The thing I don't like about Linux is its cult-like belief system. There is an idea that people making digital media of any kind (music, movies, computer programs, video games, art, etc.) should do all of their work for fun and for free, and that people will somehow magically get money for their work (musicians should earn 100% of their money from concerts, open-source programmers can get better jobs because of the positive reputation their open-source project, people can make money from services and support, etc.)

Well, I've been in the trenches. It's more like this: If you have an email address on your web page, you get all kinds of inane feature requests and bug reports for fixed bugs in old versions of the program added to some Linux or BSD distribution. People send emails sending veiled threats demanding I support them or add the feature they want or they will no longer use my program (see this Slashdot posting for an example of this kind of attitude). People send incomplete bug reports and don't follow up when I ask for more information to reproduce the problem.
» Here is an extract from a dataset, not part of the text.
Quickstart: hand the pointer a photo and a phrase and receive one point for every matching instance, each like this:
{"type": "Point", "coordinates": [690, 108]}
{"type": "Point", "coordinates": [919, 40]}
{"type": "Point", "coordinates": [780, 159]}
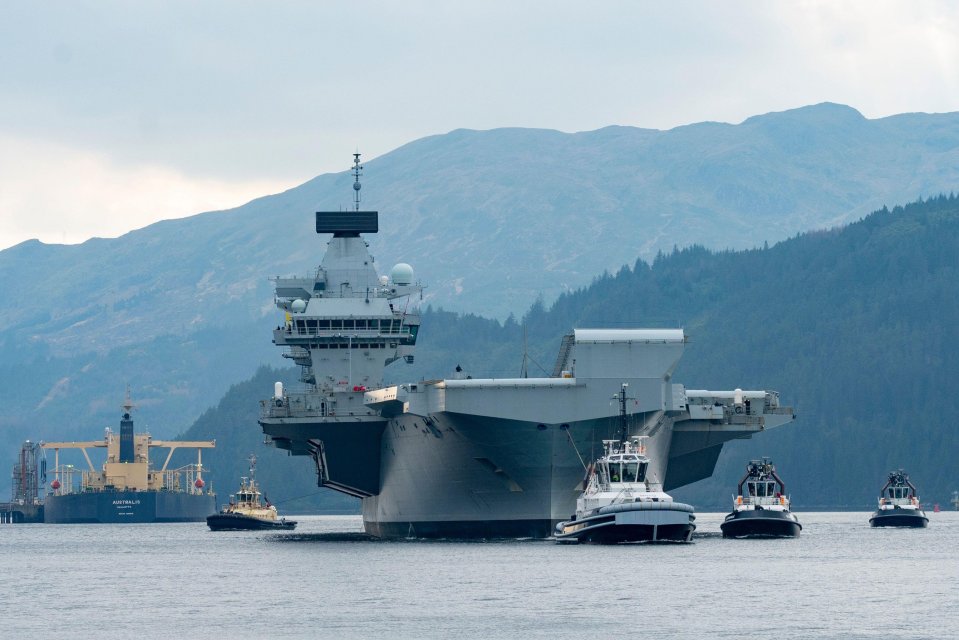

Money? Not very much. I finally, last year, cut off private email support then set up a "pay me if you want features or an unsupported OS supported" model. This worked; I even get some pocket change from people willing to sponsor me (see my list of MaraDNS sponsors).

At this point, I don't do private email support without being paid for my time. I don't add feature requests without being paid for my time. I don't support any OS besides CentOS 5 and Windows XP (with some pointers for Vista users) without being paid for my time.

I feel, on some level, like Eric Scheibeler did after moving beyond Amway (I'm right now reading his excellent book Merchants of Deception). I feel I am finally moving beyond a big lie I have been living for well over a decade.

That said, I am still working on Deadwood. Because of my current work situation, I have a lot of free time, and I still want to get a MaraDNS 2.0 out there. But, my focus has changed. MaraDNS 2.0 will have far better Windows support than older versions of MaraDNS, because, quite frankly, Windows is where most of the users are, and, yes, where most of the money is.

OK, now that I got that out of my system, what is my plan for Deadwood? Well, the next thing I want to implement is more tightly integrating the TCP and UDP code. I want Deadwood to be able to get TCP answers from the cache, and to be able to send a TCP query when getting a truncated response from upstream.

After that, I want to make it possible to have upstream_servers for hostnames besides the root hostname (".").

Then I should take MaraDNS' DNS compression and decompression code and port it to Deadwood's codebase.

Next, I can think about TTL aging and resource record rotation.

Then I can concentrate on real recursion.

There's a lot to be done with Deadwood.